0:03 But how do we create one?
0:04 Well, we're going to use python and flask,
0:07 and it's really, really straight forward,
0:10 but we're going to define a python function called cake_order().
0:13 You call it whatever you want.
0:14 This name actually is only needs to be making sense.
0:17 You it's not used publicly. We're going to add a route.
0:21 And we used to blueprints this properly,
0:23 separate our code and not just jam it into one giant file.
0:26 So blueprint.route give it the URL until it accepts posts.
0:30 Remember? That's what we were doing over in studio.
0:32 We said we're going to post JSON body,
0:34 so make sure we set it to be post.
0:36 Then we need to get the data submitted.
0:37 My twilio studio. So we say flask,
0:40 request get JSON. That gives us a python dictionary equivalent of what we had over
0:44 there Is that JSON document, we used pydantic to convert and validate that model that data
0:50 So we created an order model and it had a cake and a customer and
0:54 a price and so on. So we just take the data and this double *
0:58 thing means take a dictionary and converted to keyword arguments, passed to the constructor or initializer
1:03 here that generates the model data,
1:06 which is all validated and verified.
1:08 We had this user service which recorded the order and created the user if necessary.
1:12 So we passed over things like the cake customer and price.
1:16 And then finally we create a response because,
1:18 remember, Twilio Studio wants to say,
1:20 thanks that worked, your order was accepted and your orderid is 700 or whatever it
1:25 is. So then we're going to pass that back,
1:27 and because we want to have a dictionary and not a pydantic models return,
1:32 we have to say response.dict And that's all we do.
1:35 This is all of it, except it's not because maybe something goes wrong.
1:39 Maybe they submitted the wrong data and that model validation that order model **data
1:43 Maybe it says, Whoa,
1:45 the customer part is missing. That's not going to work.
1:48 That would look like our service crashed.
1:49 But the problem really is what they submitted right.
1:52 In order to communicate that back,
1:54 we put this into a try except section,
1:57 and then we send back some kind of error here.
1:59 We're just saying error code 500.
2:01 But we could also catch a validation error out of pydantic and say,
2:04 That's a 400 or 422,
2:06 you know, invalid data was passed in all sorts of things like that.
2:10 We could have different error exceptions and send those back.

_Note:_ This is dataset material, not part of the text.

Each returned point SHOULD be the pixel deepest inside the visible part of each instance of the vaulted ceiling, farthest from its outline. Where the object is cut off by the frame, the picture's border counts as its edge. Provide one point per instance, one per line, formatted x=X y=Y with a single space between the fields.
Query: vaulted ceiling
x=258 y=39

2:12 But the main takeaways come up with their body,
2:14 come up with the error code.
2:16 That's the status code. And then we just say,
2:18 flask.response. Give it the JSON has text,
2:21 set the status code, set the mimetype application,
2:24 JSON, and send it right back to them.
2:27 That's it. That's the entire order,
2:29 API implementation. And this is how studio and our python flask application work
2:35 together to hand of the ordering process.